# Introduction

Testing use of sklearn kfolds to see how well we should expect to do on test data.

A short code using the sklearn nearest neighbor routine. For each "test" breath, find the "train" breath with the most similar u_in (MAE metric) and use its pressure.

# Import libraries and data

In [None]:
import numpy as np
import pandas as pd
import matplotlib.pyplot as plt
from sklearn.neighbors import NearestNeighbors
from sklearn.model_selection import KFold

In [None]:
train = pd.read_csv('../input/ventilator-pressure-prediction/train.csv')

In [None]:
BL = 80 #Breath length - how many data points we have for each breath

# Extract u_in, pressure, u_out as numpy arrays, check

In [None]:
u_in     = train['u_in'].values.reshape((-1, BL))
pressure = train['pressure'].values.reshape((-1, BL))
u_out    = train['u_out'].values.reshape((-1, BL))

In [None]:
plt.plot(u_in[0]);
plt.plot(pressure[0]);

# Define the estimator and fit it to the train data in five folds. Check average MAE in the region of interest

In [None]:
kf = KFold(5)
neigh = NearestNeighbors(n_neighbors=1, metric = 'manhattan')

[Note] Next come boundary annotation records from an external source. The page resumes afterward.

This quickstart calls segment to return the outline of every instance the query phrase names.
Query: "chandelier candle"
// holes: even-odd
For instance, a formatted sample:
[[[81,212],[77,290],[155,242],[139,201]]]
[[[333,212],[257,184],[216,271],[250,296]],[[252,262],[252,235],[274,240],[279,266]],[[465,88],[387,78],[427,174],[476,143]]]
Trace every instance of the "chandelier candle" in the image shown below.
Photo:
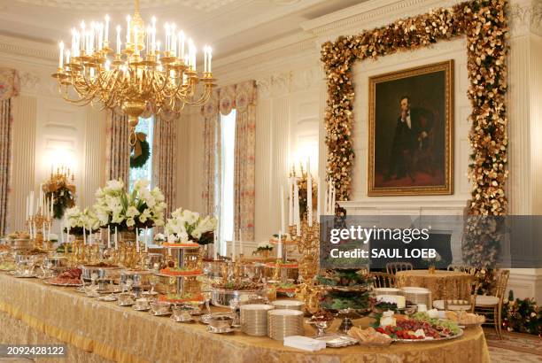
[[[306,160],[306,219],[309,227],[313,227],[313,177],[310,159]]]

for train_idx, test_idx in kf.split(pressure):
    
    #Fit the nearest neighbor estimator
    neigh.fit(u_in[train_idx])
    
    #Initialize
    mae = 0
    Y_train = pressure[train_idx]
    Y_test  = pressure[test_idx]
    X_test  = u_in[test_idx]
    filt    = 1. - u_out[test_idx] #only calculate error from times when u_out == 0
    
    #Loop over the "test" breaths
    for idx in range(len(test_idx)):
        nn = neigh.kneighbors([X_test[idx]], 1, return_distance=False)[0,0]
        mae += np.sum(np.abs(Y_test[idx] - Y_train[nn])*filt[idx])/sum(filt[idx])
    
    print(mae/len(test_idx))

These are a bit over what we see on the actual test data. This is understandable, because there we train on a larger dataset, not only on 80% of it as we do here.